A Timeline of ABC, Sea Grant, and Oyster Culture in Virginia

  • 1979 – Using a chemical method, future ABC-founder Stan Allen creates his first triploid oyster using the Eastern Oyster (work supported by Maine Sea Grant)
  • 1986 – Allen applies his chemical method to the Pacific Oyster and jump-starts oyster aquaculture in Washington state (work supported by Washington Sea Grant)
  • 1989 – Allen begins first inter-regional program (NJ, DE, MD, VA) for selective breeding for disease resistance in Eastern oyster (CROSBreed) (work supported by National Sea Grant)
  • 1991 – Allen develops his first tetraploid oyster using Pacific oysters (work supported by New Jersey Sea Grant)
  • 1997 – Allen moves to Virginia to apply genetics and breeding to oyster recovery
  • 2003-2005 – Allen provides triploid Suminoe and Eastern oysters for large-scale commercial study, first introduction of Eastern Oysters, a native oyster, to growers. (work supported by Virginia Sea Grant)

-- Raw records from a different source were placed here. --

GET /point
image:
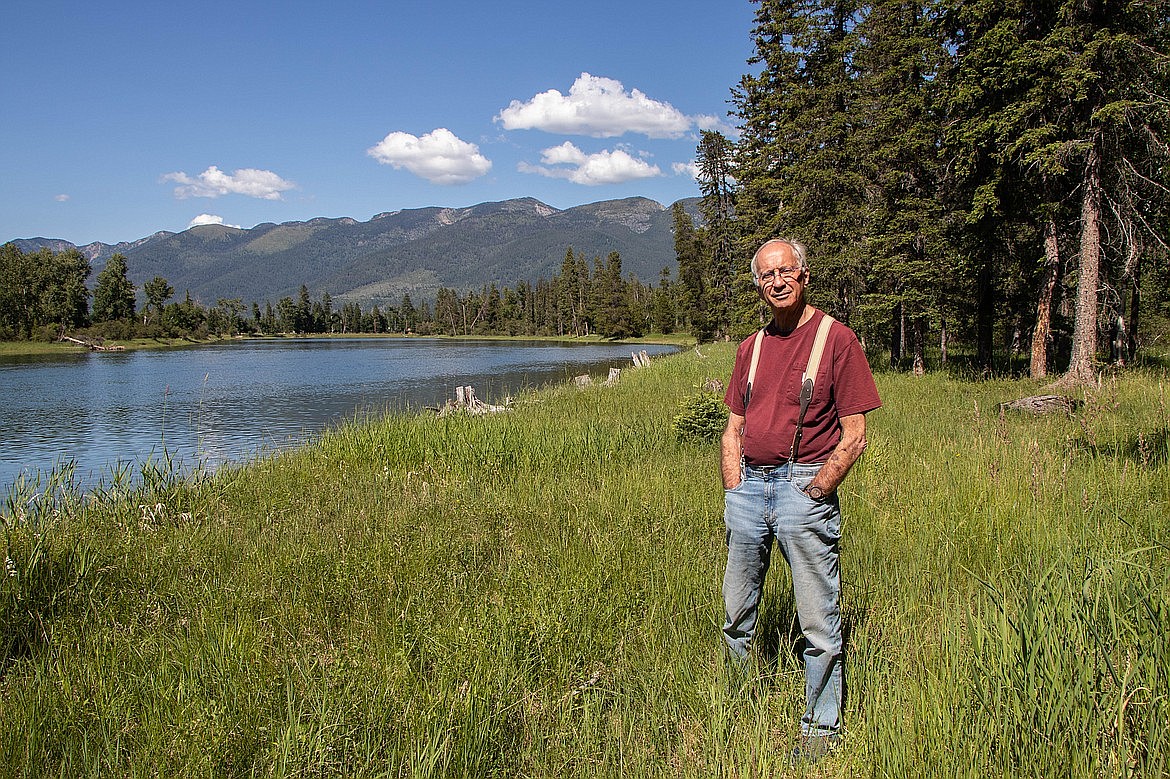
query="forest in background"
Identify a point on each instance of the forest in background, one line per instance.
(984, 174)
(984, 181)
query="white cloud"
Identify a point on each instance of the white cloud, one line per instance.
(439, 157)
(708, 122)
(591, 170)
(214, 183)
(208, 219)
(596, 107)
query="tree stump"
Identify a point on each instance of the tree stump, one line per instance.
(1043, 405)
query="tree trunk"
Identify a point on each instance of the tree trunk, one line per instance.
(942, 342)
(897, 337)
(985, 319)
(1135, 308)
(1043, 330)
(919, 336)
(1081, 365)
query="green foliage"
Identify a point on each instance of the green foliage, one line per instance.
(42, 291)
(413, 595)
(701, 418)
(114, 295)
(935, 157)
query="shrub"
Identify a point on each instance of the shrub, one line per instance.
(701, 418)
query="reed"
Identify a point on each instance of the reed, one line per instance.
(537, 593)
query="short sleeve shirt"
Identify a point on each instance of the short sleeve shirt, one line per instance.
(844, 386)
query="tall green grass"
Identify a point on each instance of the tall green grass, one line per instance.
(537, 593)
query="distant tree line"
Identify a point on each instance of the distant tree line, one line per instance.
(989, 176)
(45, 295)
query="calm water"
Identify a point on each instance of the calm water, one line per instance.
(208, 405)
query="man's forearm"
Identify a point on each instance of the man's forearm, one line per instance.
(731, 452)
(847, 452)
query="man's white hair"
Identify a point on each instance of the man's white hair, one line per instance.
(798, 250)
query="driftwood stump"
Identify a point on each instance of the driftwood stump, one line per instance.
(468, 404)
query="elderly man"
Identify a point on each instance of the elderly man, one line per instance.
(789, 443)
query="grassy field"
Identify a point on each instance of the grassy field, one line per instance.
(537, 594)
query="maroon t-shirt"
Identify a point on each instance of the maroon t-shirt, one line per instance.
(844, 386)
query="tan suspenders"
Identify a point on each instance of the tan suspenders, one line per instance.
(807, 381)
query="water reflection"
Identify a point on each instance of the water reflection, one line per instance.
(232, 400)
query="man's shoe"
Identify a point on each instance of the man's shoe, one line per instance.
(813, 748)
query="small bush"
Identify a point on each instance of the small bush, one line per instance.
(702, 418)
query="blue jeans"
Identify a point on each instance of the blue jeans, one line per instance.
(770, 505)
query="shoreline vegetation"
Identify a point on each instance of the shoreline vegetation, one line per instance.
(537, 594)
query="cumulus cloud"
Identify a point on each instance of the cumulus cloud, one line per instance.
(208, 219)
(708, 122)
(214, 183)
(439, 157)
(596, 107)
(590, 170)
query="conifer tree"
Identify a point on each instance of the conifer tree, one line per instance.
(797, 160)
(114, 295)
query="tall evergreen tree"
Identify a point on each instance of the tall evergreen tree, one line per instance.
(114, 295)
(900, 57)
(797, 160)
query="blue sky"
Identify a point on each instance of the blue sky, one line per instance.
(124, 118)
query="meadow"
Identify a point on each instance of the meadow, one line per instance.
(537, 594)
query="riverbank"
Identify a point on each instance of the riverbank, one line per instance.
(537, 593)
(35, 347)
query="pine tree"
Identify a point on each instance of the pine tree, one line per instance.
(900, 57)
(114, 295)
(797, 160)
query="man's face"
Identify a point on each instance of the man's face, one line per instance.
(782, 281)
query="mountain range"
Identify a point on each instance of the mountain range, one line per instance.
(413, 250)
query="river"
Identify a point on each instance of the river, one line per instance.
(228, 401)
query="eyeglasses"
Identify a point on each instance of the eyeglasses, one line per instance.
(775, 274)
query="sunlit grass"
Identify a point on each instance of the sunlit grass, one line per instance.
(537, 593)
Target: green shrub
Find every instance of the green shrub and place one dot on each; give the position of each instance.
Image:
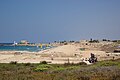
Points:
(43, 62)
(43, 67)
(13, 62)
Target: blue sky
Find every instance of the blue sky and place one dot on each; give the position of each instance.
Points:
(54, 20)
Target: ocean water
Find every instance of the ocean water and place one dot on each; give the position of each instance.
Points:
(23, 48)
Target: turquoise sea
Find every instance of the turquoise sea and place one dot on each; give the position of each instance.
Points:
(23, 48)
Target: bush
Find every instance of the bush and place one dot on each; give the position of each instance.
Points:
(27, 64)
(82, 63)
(43, 67)
(13, 62)
(43, 62)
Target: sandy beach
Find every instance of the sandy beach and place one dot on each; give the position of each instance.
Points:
(58, 55)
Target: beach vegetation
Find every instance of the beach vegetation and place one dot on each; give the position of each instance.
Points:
(103, 70)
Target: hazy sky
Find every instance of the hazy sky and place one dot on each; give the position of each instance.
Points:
(53, 20)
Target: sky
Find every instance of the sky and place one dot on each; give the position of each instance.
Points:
(58, 20)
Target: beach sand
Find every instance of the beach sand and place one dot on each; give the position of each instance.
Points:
(57, 55)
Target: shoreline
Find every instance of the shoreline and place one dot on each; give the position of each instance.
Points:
(56, 55)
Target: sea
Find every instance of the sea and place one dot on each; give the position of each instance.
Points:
(9, 47)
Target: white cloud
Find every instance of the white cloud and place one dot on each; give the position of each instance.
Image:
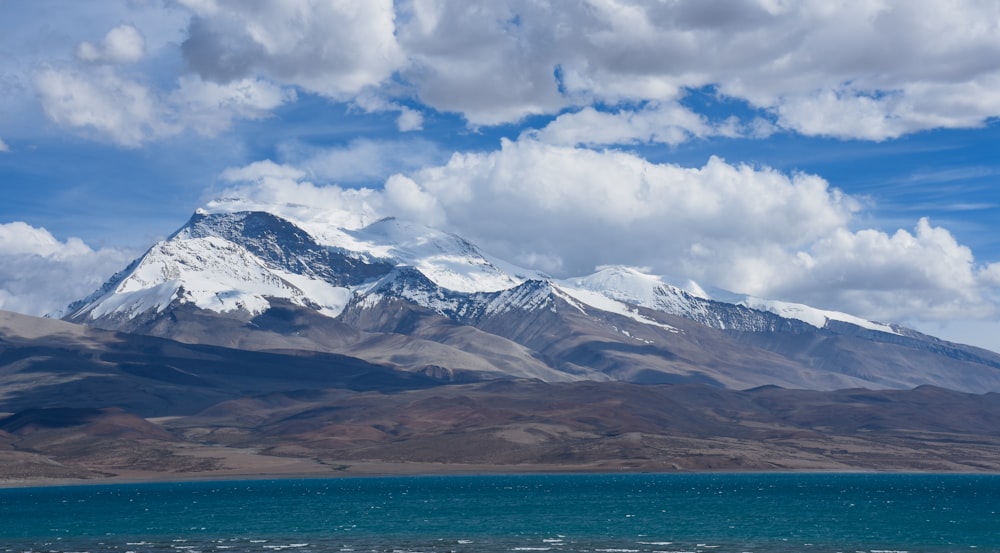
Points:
(410, 120)
(123, 44)
(670, 124)
(869, 71)
(210, 108)
(40, 275)
(130, 113)
(362, 161)
(872, 71)
(753, 230)
(335, 48)
(125, 111)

  • 2009 – Army Corps of Engineers, citing human and ecosystem health, announces a decision to stop testing Chinese Oyster for aquaculture in Chesapeake Bay
  • 2009 – Oyster aquaculture of native triploids increased ten-fold from 2005 to 2009, owing to equipment investments made by growers for the study and their exposure to native oysters during large-scale studies
  • 2011 – Allen and ABC take the next step: Preparing to breed oysters with beneficial traits beyond simply disease resistance (work supported by Virginia Sea Grant)
  • 2012 – 90% of oysters planted in Virginia are triploids, supporting an industry with a $14.3 million economic impact for the state.

This is Part 1 in the series: Selecting a Better Oyster about how Virginia Sea Grant-funded research will get more profitable oysters in the hands of growers.